Also called: Bereavement
Grief is a healthy and natural reaction to a major loss, often characterized by extreme mental anguish. Though grief is important and leads to emotional healing, it can be a prolonged and intensely painful experience, and can result in significant emotional distress. The grief reaction may last for months or years. People who are grieving may never stop missing a deceased person or regretting a loss, but the pain will eventually lessen.
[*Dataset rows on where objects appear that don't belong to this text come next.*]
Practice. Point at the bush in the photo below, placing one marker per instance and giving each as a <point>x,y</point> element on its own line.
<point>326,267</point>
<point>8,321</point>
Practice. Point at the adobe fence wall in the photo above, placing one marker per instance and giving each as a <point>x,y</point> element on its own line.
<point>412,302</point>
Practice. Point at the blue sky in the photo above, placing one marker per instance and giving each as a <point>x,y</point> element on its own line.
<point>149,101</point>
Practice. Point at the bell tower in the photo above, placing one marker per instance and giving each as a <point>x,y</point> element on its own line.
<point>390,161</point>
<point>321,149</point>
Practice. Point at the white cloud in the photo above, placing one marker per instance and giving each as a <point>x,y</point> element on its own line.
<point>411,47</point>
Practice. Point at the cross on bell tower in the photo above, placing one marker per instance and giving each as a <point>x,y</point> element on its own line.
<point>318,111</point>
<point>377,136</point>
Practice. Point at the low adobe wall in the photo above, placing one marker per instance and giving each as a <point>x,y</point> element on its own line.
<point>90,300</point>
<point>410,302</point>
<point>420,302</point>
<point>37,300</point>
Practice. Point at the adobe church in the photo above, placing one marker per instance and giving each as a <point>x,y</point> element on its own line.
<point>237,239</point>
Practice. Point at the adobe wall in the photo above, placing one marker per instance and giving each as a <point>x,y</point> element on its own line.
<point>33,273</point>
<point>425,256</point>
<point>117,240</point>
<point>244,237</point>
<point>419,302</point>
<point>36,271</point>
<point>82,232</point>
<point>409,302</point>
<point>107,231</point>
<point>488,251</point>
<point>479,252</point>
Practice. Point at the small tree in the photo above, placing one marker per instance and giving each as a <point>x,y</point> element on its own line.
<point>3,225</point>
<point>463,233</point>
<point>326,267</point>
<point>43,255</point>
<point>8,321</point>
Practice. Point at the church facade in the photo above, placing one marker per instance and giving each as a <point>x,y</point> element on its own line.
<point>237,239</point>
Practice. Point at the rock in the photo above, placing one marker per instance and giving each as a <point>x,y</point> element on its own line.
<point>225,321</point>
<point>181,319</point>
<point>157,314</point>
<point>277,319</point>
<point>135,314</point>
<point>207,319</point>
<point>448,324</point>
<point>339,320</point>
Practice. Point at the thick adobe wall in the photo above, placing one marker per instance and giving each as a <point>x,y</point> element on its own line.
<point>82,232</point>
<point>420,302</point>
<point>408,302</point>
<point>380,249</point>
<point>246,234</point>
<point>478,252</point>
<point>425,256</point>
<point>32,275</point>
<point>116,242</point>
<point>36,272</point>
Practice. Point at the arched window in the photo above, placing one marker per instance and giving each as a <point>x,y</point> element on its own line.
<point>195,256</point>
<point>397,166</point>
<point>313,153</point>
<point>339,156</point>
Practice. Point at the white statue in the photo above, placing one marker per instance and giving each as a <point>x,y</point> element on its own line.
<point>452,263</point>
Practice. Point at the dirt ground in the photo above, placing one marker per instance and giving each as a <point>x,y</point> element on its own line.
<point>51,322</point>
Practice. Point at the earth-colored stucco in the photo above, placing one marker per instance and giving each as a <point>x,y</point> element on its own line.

Any major loss can cause a grief reaction, especially the death of a loved one. Miscarriage and stillbirth, though not often recognized as major losses, can cause grief for the parents. A major lifestyle change, such as divorce, loss of a home, loss of a job, or loss of the ability to pursue a career (e.g., a physical injury ending an athletic career), may also result in grief. Grief responses may also occur following reminders of the loss, such as on anniversaries, holidays or other special days throughout the year.
Grieving is generally easy to recognize, and symptoms of grief are both physical and emotional. Grieving people are often sad and may sigh, sob, cry out or yearn for what was lost. Shock, disbelief and denial are common, especially immediately following the discovery of the loss. People who are grieving may feel angry or guilty. They may tire easily or feel as though they are always tired. Disturbances in appetite and sleep often occur.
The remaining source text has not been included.